El problema viene de muy atrás y no debe sorprendernos porque forma parte de nuestra cultura como sociedad. Diariamente observamos que la admiración de gran parte de la gente se dirige hacia quienes son capaces de prosperar actuando sin escrúpulos y sin miramientos con las normas más elementales de la ética y la moral, conceptos que no están de moda en absoluto.
Que no hay que respetar los derechos convencionales de los demás se ha vuelto un lugar común, excepto para los que reclaman nuevos derechos relacionados con la pornografía, la sexualidad y el LGTBI+.
Nunca las personas, desde que se expandió el cristianismo hace más de dos mil años, habíamos sido seres tan primarios como en la actualidad, en que parece que lo único que cuenta es la satisfacción de nuestros deseos más básicos: placeres culinarios, honor mundano, sexo, drogas, sadismo, gimnasio, comodidades de todo tipo, lealtades basadas en el mero interés personal, etcétera.
En los dos últimos milenios, no se había producido nunca lo que ahora ocurre en cuanto a discutir los derechos de las personas que se quedan atrás, de quienes no pueden trabajar por algún impedimento, de los ancianos o de las personas con discapacidad, con independencia de la terminología que se emplee para denominarlas. La compasión no se lleva y la crueldad se valora como un derecho más. Se trata de lo que el papa Francisco ha mencionado como la cultura del descarte.
Si bien es verdad que nuestros legisladores sacan adelante leyes que en principio pretenden proteger a las personas vulnerables, la realidad social va por otro lado y la propia Administración Pública actúa de forma muy diferente a como los políticos expresan el significado de esas leyes.
Por ejemplo, se legisla sobre la autonomía de las personas con discapacidad y, sin embargo, se plantea el no dejarlas solas en ningún momento, en proporcionarles siempre a alguien, un funcionario se supone, que las proteja y las ampare, con el resultado de que ese cuidador tomará todas las decisiones y la autonomía personal de la persona con discapacidad será todavía menor que cuando convivía con su familia.
Y así está pasando con todas las leyes que supuestamente se aprueban para defender a estas personas: que solo consiguen que una burocracia arbitraria y rígida decida por individuos cuya libertad personal desde el punto de vista filosófico no se la concede el Estado, sino que forma parte de su naturaleza existencial.

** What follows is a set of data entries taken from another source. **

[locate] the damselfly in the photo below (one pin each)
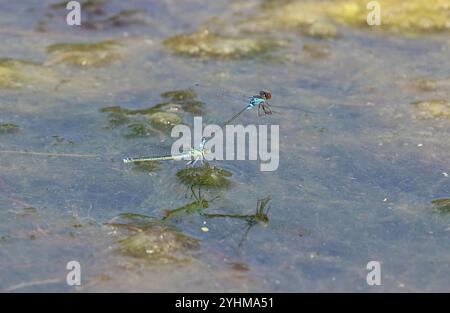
(261, 101)
(193, 155)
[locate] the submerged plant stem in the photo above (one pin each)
(70, 155)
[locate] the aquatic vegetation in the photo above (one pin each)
(397, 16)
(194, 207)
(139, 129)
(160, 117)
(437, 108)
(8, 128)
(205, 176)
(207, 45)
(121, 19)
(180, 95)
(165, 120)
(441, 205)
(90, 6)
(153, 241)
(18, 73)
(146, 166)
(85, 54)
(317, 18)
(316, 50)
(260, 217)
(426, 85)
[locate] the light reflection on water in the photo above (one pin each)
(355, 182)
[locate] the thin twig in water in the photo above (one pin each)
(70, 155)
(34, 283)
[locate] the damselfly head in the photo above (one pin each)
(265, 94)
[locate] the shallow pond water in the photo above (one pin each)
(364, 171)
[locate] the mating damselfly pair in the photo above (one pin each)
(195, 154)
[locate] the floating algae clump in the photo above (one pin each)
(397, 15)
(7, 128)
(208, 45)
(84, 54)
(206, 176)
(149, 239)
(441, 205)
(437, 108)
(164, 120)
(316, 18)
(17, 73)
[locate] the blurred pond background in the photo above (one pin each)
(364, 146)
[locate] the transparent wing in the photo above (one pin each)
(225, 94)
(222, 93)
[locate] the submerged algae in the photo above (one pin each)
(204, 44)
(18, 73)
(85, 54)
(151, 240)
(404, 17)
(205, 176)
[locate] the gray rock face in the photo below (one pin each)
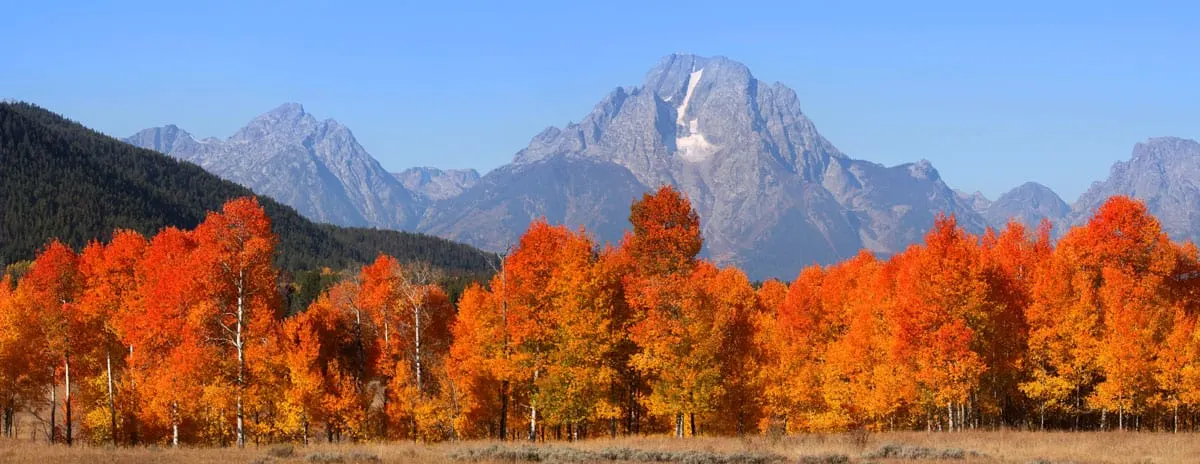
(1165, 174)
(1029, 204)
(316, 167)
(433, 184)
(562, 190)
(772, 193)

Recordemos que el comunismo y los sistemas dictatoriales han sido derrotados una y otra vez por la democracia, aunque es verdad que desde algunos partidos se intenta negarlo y recuperar la estatalización de los derechos individuales; algo maléfico en sí mismo por negar esa verdad suprema del libre albedrío que Dios concedió al hombre desde la Creación.
En este contexto, no es extraño que vuelva a suceder otro episodio de corrupción, envuelto en bacanales, drogas, prostitución y todo tipo de tropelías, que aflorarán en la medida en que a los periodistas-jefes les interese, porque está claro que la objetividad de nuestros medios de comunicación de masas ni tan siquiera se plantea como objetivo; todos damos por hecho que intentan arrimar el ascua a su sardina, es decir, hacia su línea editorial. Este estado de cosas ha resultado del abandono del cristianismo como fundamento ético y moral de nuestra sociedad.
Y en medio de nuestros grandes negocios y corruptelas, la guerra vuelve a asomar el hocico en Europa y Occidente en su conjunto. Nuevamente, la historia da la impresión de constituir un proceso cíclico que ya viene señalado en la Biblia: cuando el hombre solamente se ocupa de lo mundano, de enriquecerse y de tomar todos los placeres que se le antojan, asoma el cataclismo, la debacle y el desastre. No podemos ni debemos olvidarnos de los derechos que Dios tiene sobre nosotros, criaturas suyas al fin y al cabo.